We first investigated whether cellular localization of PKCδ is altered in SCA10 cells. PKCδ was immunostained with green fluorescence and mitochondria were identified using mitotracker deep red 633. Immunostaining of the normal fibroblasts for PKCδ showed that PKCδ is present in the cytoplasm and the nucleus, but no significant PKCδ localization in mitochondria (Figure 5A). In contrast, PKCδ significantly overlaps with mitochondria in SCA10 fibroblasts as punctate staining around the nucleus, suggesting that a significant portion of PKCδ is translocated into the mitochondria (Figure 5B). To further verify that the interaction between hnRNP K and PKCδ is diminished in SCA10 fibroblasts, we immunoprecipitated hnRNP K from normal and SCA10 fibroblasts and analyzed the relative abundance of hnRNP K and PKCδ in the IP by Western blot analysis. The Western blot data show a significantly lesser amount of PKCδ in the IP from the SCA10 fibroblasts compared to normal fibroblast (Figure S4A). These data support our hypothesis that expanded AUUCU RNA interacts with hnRNP K and this binding results in the release of PKCδ, facilitating translocation of PKCδ to mitochondria in SCA10. To test that PKCδ is translocated to the mitochondria in SCA10 cells, we analyzed the mitochondrial protein fractions from SCA10 and control fibroblasts by Western blotting. Consistent with the immuno-histochemical data, the Western blot data showed elevated PKCδ level in SCA10 mitochondria (4B). Moreover, sagittal sections of transgenic mouse brain showed similar mitochondrial localization of PKCδ while negligible mitochondrial localization of PKCδ was seen in age-matched wild-type mice (Figure 5C and 5D). We also analyzed fibroblasts derived from patients with ataxia telangiectasia, and unlike SCA10 fibroblasts, these fibroblasts did not show presence of any detectable level of PKCδ in mitochondria (data not shown), suggesting the disease specificity of this mechanism in SCA10. These results suggest that PKCδ is translocated into the mitochondria of SCA10 cells.
Figure 5
Figure 5
PKCδ is localized in mitochondria in SCA10 fibroblasts and transgenic mouse brain.

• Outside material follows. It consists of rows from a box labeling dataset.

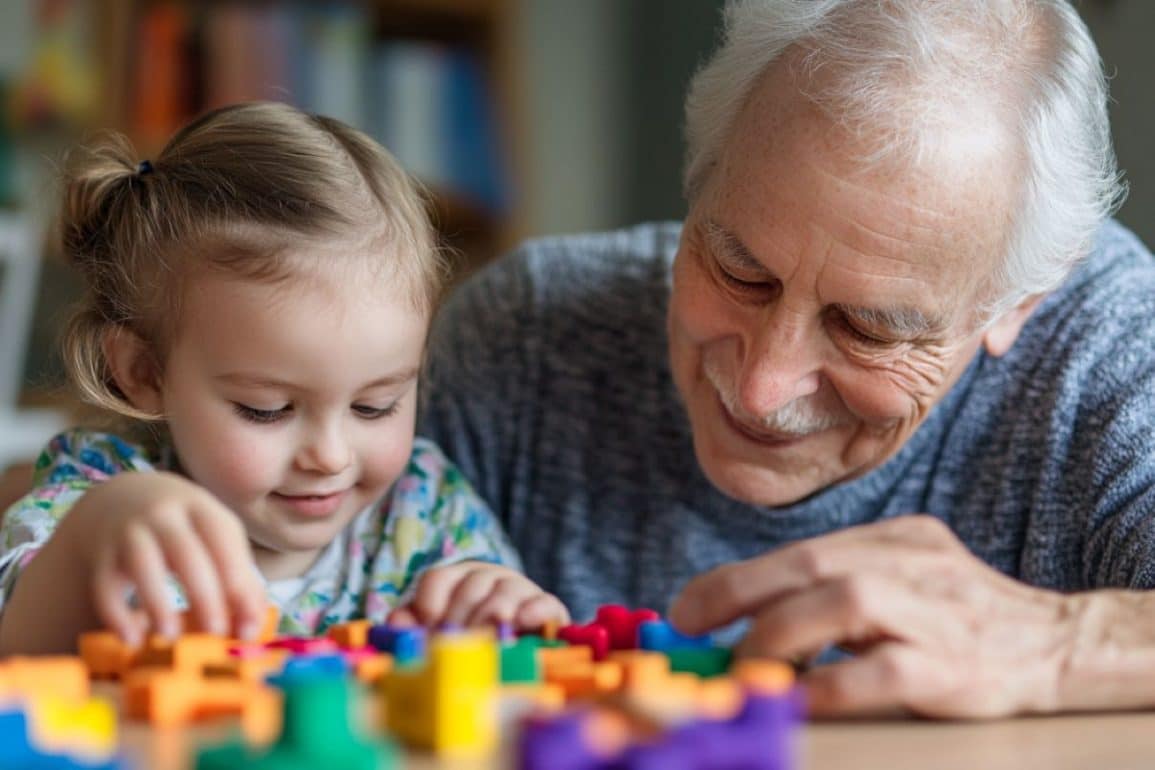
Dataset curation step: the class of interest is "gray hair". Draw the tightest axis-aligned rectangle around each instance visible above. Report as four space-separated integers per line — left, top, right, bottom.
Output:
684 0 1126 319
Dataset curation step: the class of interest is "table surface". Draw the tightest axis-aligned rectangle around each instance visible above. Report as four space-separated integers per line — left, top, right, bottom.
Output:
112 713 1155 770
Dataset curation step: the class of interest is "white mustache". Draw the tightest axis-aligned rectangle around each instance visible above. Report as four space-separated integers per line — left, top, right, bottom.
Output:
702 359 843 436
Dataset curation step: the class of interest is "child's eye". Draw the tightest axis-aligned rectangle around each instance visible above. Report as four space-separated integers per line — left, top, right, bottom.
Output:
232 403 292 424
353 402 397 420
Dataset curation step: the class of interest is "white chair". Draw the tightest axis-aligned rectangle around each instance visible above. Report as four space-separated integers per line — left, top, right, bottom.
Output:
0 211 65 471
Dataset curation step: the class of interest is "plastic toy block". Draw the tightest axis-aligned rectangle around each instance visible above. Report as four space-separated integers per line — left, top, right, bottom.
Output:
594 604 661 650
517 634 569 648
76 630 136 679
264 636 338 655
368 626 425 664
196 676 396 770
133 633 229 674
638 620 714 652
730 658 795 695
665 646 733 676
344 646 393 685
558 623 610 660
28 695 117 761
0 708 38 768
516 695 798 770
698 676 745 720
124 668 273 727
500 682 566 713
493 620 517 644
381 631 498 756
281 652 350 676
0 656 90 701
541 620 561 642
499 640 542 683
609 650 670 690
253 604 281 644
516 711 628 770
0 709 122 770
546 660 621 698
203 648 289 682
328 620 373 650
537 646 594 681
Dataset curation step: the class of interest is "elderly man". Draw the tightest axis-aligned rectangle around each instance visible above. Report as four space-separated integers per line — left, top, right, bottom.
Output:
424 0 1155 717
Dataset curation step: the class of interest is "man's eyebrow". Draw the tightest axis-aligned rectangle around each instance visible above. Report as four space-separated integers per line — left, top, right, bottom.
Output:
703 219 766 270
215 366 420 390
834 304 949 337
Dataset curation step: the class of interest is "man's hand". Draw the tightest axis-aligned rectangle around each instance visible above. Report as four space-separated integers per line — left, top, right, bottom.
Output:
670 516 1090 718
389 561 569 631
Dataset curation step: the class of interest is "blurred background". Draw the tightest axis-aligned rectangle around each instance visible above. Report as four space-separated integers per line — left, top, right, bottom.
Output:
0 0 1155 470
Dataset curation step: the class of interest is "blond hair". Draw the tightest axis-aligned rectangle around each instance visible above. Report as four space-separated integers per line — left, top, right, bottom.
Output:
60 102 448 419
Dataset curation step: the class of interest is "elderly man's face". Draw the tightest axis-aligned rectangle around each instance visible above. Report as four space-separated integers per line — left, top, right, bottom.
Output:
669 70 1021 506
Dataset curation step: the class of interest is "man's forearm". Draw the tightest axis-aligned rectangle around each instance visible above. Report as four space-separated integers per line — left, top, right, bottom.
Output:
1057 590 1155 711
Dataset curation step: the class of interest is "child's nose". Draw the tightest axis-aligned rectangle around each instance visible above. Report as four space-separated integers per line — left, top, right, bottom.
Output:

Down-regulation of hnRNP K or expression of AUUCU–RNA in normal fibroblasts result in translocation and accumulation of PKCδ in mitochondria
To test the hypothesis that the interaction of AUUCU RNA with hnRNP K leads to a loss function of hnRNP K, which then results in translocation of PKCδ into mitochondria, we transfected normal fibroblasts with hnRNP K siRNA and studied the cellular localization of endogenous PKCδ. When hnRNP K is downregulated, a majority of PKCδ was translocated to mitochondria and a negligible amount of PKCδ was detected outside mitochondria (Figure 6A). In normal fibroblasts, or in fibroblasts treated with control siRNA, most of the PKCδ was detected within cytoplasm and nuclei, with no detectable translocation to mitochondria (Figure 6B). Importantly, downregulation of hnRNP K in normal fibroblasts did not alter the steady state level of PKCδ (Figure S4C).
Figure 6
Figure 6
Targeted inactivation of hnRNP K in normal fibroblasts or expression of expanded AUUCU-RNA results in mitochondrial localization of PKCδ.

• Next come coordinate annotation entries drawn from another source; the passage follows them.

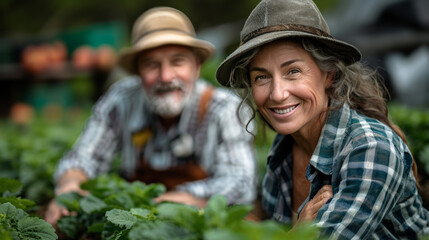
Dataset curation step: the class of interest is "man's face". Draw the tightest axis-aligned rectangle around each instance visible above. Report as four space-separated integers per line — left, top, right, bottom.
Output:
138 45 200 118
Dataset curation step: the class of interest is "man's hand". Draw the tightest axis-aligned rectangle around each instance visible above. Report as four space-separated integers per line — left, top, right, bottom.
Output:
297 185 332 224
45 170 88 225
154 191 207 208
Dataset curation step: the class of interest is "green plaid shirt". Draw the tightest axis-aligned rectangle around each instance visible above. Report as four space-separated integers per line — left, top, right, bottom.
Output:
263 102 429 239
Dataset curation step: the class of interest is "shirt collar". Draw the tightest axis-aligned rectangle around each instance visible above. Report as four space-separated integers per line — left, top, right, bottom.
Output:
307 104 351 176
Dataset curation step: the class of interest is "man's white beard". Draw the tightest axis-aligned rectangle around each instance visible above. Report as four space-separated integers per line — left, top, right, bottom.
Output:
144 79 192 118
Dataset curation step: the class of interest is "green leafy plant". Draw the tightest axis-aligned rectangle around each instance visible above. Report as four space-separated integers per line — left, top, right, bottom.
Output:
389 103 429 175
0 178 58 240
0 109 88 204
56 174 319 240
55 174 165 238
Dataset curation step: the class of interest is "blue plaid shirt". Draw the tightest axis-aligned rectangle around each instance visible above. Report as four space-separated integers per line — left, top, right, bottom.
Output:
263 105 429 239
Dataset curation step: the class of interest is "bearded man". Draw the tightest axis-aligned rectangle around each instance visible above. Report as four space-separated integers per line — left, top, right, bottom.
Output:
45 7 256 224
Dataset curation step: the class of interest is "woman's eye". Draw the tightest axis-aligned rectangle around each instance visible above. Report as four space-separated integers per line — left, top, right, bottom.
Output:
288 68 299 75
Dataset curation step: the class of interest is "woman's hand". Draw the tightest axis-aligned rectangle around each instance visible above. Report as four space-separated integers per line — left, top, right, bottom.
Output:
154 191 207 208
295 185 332 225
44 170 88 225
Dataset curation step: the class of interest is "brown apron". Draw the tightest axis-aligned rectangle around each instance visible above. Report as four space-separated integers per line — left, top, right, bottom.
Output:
130 87 214 190
135 160 207 190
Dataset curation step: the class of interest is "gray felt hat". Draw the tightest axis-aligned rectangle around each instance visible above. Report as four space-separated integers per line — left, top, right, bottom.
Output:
216 0 361 87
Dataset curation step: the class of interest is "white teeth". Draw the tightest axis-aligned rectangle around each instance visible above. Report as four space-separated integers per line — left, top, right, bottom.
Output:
274 106 296 114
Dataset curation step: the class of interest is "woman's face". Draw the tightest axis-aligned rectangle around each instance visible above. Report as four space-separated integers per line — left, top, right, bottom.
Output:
249 41 332 134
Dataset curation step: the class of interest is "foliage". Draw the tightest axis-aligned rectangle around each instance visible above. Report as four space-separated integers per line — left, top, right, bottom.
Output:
0 178 58 240
0 109 88 204
55 174 165 238
56 174 318 240
389 103 429 175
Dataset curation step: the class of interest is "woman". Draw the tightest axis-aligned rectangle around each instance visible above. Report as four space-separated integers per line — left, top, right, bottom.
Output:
216 0 429 239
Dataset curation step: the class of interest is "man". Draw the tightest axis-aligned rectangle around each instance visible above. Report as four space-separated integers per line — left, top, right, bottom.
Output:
45 7 255 224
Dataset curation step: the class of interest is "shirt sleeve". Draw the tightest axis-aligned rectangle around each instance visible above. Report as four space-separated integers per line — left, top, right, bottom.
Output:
178 97 256 204
315 137 408 239
54 94 120 181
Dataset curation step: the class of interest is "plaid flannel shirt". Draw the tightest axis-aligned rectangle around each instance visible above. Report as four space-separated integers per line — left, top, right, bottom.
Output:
263 105 429 239
54 77 256 203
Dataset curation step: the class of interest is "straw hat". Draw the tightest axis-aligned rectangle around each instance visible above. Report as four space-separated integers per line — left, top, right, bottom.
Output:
118 7 215 73
216 0 361 87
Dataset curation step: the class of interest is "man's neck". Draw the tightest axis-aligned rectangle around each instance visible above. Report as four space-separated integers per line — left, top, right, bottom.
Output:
158 115 180 131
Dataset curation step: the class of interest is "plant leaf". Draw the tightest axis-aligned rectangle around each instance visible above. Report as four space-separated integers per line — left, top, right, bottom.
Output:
106 209 138 228
18 217 58 240
0 177 22 197
0 202 28 221
79 194 107 214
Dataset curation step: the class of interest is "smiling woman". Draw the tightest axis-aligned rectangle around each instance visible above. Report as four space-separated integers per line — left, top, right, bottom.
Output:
216 0 429 239
249 41 333 139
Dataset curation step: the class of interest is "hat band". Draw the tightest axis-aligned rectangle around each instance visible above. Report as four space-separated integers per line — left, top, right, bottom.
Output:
133 28 194 44
240 24 332 45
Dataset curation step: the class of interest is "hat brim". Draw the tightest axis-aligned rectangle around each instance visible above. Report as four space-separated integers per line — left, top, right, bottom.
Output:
216 31 361 88
118 31 215 74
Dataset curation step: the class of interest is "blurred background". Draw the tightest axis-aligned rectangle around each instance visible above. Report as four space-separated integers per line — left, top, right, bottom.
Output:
0 0 429 208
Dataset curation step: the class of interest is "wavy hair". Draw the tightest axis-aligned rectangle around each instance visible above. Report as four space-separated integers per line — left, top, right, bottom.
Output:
229 38 419 186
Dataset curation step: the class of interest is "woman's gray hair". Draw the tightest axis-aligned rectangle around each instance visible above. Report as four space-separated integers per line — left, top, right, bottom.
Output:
230 38 390 134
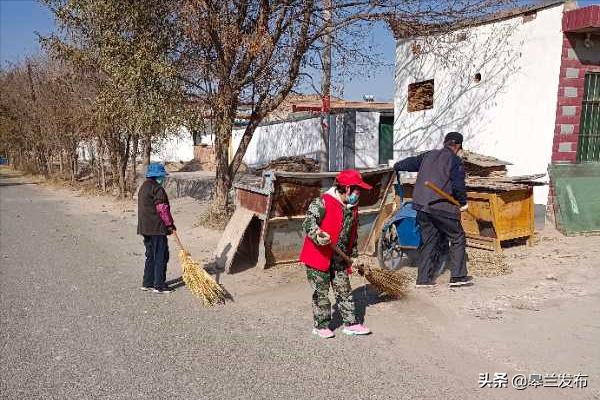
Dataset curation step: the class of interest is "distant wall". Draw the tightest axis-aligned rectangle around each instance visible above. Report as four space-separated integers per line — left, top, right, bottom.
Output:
151 127 194 162
232 118 321 166
354 112 381 168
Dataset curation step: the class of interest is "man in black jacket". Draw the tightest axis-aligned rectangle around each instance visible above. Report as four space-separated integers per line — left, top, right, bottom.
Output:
394 132 472 287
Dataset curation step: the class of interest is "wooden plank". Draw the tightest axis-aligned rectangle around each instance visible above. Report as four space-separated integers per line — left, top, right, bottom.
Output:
215 207 255 273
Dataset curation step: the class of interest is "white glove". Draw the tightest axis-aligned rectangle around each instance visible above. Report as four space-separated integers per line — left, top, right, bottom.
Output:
317 229 331 246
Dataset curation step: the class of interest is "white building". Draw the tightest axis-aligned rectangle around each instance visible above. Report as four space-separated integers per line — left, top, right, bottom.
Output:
394 1 600 204
230 102 393 171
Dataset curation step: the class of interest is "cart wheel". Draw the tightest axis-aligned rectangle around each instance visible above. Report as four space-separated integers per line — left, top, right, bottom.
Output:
377 224 404 271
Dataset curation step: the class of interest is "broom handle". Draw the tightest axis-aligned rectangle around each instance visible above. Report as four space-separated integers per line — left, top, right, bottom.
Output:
330 243 365 274
331 244 352 265
425 181 477 218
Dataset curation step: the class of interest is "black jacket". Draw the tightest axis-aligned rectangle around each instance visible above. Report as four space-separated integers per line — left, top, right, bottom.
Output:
394 147 467 219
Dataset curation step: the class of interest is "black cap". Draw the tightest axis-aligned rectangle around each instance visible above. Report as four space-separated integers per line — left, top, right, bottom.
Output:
444 132 462 145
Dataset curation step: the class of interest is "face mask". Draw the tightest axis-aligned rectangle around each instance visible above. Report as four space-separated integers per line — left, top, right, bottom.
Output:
348 192 359 205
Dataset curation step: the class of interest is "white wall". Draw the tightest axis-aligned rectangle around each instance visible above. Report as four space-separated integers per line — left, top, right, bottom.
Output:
354 112 380 168
232 118 321 166
394 5 563 203
151 127 194 163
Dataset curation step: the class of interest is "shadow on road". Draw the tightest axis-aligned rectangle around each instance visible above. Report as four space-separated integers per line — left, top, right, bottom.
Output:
330 284 397 330
0 181 39 187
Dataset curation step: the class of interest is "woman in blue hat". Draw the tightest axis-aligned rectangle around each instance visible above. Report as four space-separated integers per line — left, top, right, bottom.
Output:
137 163 175 294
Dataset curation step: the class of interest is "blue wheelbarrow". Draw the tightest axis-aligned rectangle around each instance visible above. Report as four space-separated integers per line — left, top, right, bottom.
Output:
377 173 421 271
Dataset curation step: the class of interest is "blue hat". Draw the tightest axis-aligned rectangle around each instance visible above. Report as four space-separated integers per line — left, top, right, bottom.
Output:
146 163 169 178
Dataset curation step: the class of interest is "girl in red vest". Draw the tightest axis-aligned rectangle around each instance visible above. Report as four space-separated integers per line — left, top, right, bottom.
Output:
300 169 371 338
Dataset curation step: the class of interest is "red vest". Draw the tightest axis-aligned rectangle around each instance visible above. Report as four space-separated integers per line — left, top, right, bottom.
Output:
300 193 358 273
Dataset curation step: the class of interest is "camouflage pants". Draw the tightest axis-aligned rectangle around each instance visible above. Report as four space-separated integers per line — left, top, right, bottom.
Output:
306 267 356 329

We also expressed ~500 AUUCU repeats in primary human fibroblasts and studied the expression and cellular localization of PKCδ in these cells to investigate whether AUUCU RNA interferes with the expression and/or subcellular localization of PKCδ. We found that the expression of PKCδ remained unaltered in cells expressing expanded AUUCU repeats and the red fluorescence from mitochondria significantly overlaps with the green fluorescence from PKCδ in fibroblasts expressing ~500 AUUCU repeats (Figure 6C and Figure S4D) or in those cells expressing ~200 AUUCU repeats (Figure S5), suggesting that PKCδ translocates to mitochondria in response to the expression of expanded AUUCU repeats. In contrast, a negligible translocation of PKCδ was observed when 12 AUUCU repeats were expressed in fibroblasts (Figure 6D). Together, these data corroborate our hypothesis that the expanded AUUCU repeat interacts with hnRNP K, suppresses its function, resulting in mitochondrial translocation of PKCδ and activation of apoptosis.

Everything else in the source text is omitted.